Monday, April 10th, 2017

A DAC winter meeting held in sunny Mexico isn’t what it’s cracked up to be. (Although we did enjoy the break from this winter storms!)

Everybody thinks the Executive Committee members are lounging on the beach enjoying drinks with little umbrellas in them. That couldn’t be further from the truth!

In fact I and 15 other EC members spent most of our February meetings in Puerto Vallarta in a windowless hotel conference room, refining the DAC program and finalizing the details of the big event in Austin, June 18-22.

The hard work of the technical program chairs comes together in rooms just like that one, during the winter of each year, as we knit together the fruits of months of labor by our sub committees to form a coherent program on the projection screen. This year’s program is benefitting big time from that hard work: It’s one of the most compelling I’ve seen in my 20+ years of either attending or being a part of DAC.
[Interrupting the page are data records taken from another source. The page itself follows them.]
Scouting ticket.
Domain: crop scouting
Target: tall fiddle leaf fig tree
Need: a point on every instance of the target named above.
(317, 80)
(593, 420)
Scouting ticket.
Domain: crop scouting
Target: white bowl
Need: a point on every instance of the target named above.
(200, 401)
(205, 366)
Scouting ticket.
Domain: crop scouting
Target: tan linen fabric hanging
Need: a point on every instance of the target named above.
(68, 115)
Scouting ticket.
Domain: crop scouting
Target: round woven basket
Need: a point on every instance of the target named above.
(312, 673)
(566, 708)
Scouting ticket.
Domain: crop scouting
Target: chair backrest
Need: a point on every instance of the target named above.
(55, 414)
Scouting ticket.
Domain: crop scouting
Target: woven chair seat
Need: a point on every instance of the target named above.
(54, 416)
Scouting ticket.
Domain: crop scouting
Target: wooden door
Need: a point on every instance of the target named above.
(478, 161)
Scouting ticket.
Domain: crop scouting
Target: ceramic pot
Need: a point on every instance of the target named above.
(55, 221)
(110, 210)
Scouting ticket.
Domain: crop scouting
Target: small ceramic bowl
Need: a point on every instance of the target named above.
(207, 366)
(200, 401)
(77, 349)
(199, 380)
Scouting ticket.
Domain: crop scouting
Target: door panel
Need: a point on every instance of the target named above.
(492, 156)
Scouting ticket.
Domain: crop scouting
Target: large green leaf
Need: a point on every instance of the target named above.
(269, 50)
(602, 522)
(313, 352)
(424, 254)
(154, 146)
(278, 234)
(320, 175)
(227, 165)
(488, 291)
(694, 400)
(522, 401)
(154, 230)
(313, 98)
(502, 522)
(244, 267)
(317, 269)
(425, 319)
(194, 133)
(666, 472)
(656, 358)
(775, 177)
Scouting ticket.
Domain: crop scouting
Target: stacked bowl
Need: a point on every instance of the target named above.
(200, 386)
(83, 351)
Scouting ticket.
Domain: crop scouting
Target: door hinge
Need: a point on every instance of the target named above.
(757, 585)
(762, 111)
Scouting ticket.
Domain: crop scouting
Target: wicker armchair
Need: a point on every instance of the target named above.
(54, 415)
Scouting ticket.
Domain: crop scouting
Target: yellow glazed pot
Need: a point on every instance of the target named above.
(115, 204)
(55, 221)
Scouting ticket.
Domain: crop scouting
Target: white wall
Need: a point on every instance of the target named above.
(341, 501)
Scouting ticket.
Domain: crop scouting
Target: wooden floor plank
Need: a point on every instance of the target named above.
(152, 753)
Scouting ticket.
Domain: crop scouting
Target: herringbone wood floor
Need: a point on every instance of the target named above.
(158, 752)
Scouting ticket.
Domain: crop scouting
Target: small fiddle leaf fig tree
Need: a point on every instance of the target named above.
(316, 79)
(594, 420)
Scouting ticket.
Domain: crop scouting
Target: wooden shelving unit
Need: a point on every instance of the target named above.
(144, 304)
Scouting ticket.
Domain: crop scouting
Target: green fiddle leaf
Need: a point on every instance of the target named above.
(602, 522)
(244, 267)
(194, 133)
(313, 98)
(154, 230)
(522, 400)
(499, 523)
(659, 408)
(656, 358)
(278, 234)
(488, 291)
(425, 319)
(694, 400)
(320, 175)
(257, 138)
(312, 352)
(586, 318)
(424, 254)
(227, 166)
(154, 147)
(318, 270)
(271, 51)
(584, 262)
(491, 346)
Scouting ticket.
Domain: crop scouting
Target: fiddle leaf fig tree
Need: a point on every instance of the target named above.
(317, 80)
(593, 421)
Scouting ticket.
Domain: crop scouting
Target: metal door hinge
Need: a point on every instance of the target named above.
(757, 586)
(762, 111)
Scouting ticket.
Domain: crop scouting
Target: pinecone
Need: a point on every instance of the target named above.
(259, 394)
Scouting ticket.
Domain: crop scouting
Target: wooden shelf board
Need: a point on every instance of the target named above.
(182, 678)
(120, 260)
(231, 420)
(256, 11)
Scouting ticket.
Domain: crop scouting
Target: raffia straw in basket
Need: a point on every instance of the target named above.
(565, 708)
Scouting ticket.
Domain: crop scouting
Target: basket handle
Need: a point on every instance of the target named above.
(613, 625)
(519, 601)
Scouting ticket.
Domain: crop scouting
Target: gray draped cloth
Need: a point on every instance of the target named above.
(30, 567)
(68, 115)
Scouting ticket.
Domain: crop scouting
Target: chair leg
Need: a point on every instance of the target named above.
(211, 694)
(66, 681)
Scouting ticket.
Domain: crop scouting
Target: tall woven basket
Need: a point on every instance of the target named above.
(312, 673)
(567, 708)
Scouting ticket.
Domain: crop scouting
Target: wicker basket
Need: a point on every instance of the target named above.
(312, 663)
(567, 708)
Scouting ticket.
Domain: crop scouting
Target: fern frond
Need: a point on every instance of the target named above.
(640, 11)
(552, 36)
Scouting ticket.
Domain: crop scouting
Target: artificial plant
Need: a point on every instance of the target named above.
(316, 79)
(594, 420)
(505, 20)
Each year it just gets better. Consider that this year the Designer Track has grown to 18 sessions, almost doubling in size in two years. This includes eight invited sessions, two panels, eight submitted sessions and more than 80 poster sessions. We had a record number of submissions for this year—149.

What else is in store for attendees? Plenty.

We put together 44 technical sessions, more than 130 research papers, 6 panels and 11 invited sessions spread throughout our seven main topic areas—Automotive, Design, EDA, Embedded Systems & Software, IoT, IP and Security. We.ve identified 16 sub-topic areas—from general business to circuit design to low power and reliability to test and verification—to help attendees better tune their experience based on their interests. Some broader areas, for example IoT, have papers spread throughout the program, whether it might be a poster session, an invited presentation, a keynote or a SKY Talk.

This valuable content—created by engineers for engineers—will be found throughout the Austin Convention Center. We’ll have content on the exhibit floor in the DAC Pavilion, in the hallways, meeting rooms on all floors; in short, all over the location.

Take a tour of the program here and start to tick off what you’re not going to want to miss. Me? I want to see the Monday afternoon panel Growing IC Design and Ecosystem in China, moderated by EE Times editor Junko Yoshida; Joe Costello’s Monday morning keynote, IoT: Tales from the Front Line; Tuesday afternoon’s RISC-V Implementation Considerations presentation; the Sunday DAC workshop on autonomous vehicles. I could go on, but you have your own interests, so check it out.

It’s easy to register too, and I hope to see you there. Maybe then we can have an umbrella-festooned cocktail or two!

Register for DAC at:  https://dac.com/content/registration

#54 DAC 5: Why DAC’s a better place than ever to exhibit

Monday, March 6th, 2017

You’ll notice something different when you walk into the Exhibit Hall at the Austin Convention Center this coming June. We are very excited to be featuring new suites from Freeman, one of the most innovative event-marketing vendors around. (Seriously, they do great work; browse their site for five minutes and you’ll see what I mean.)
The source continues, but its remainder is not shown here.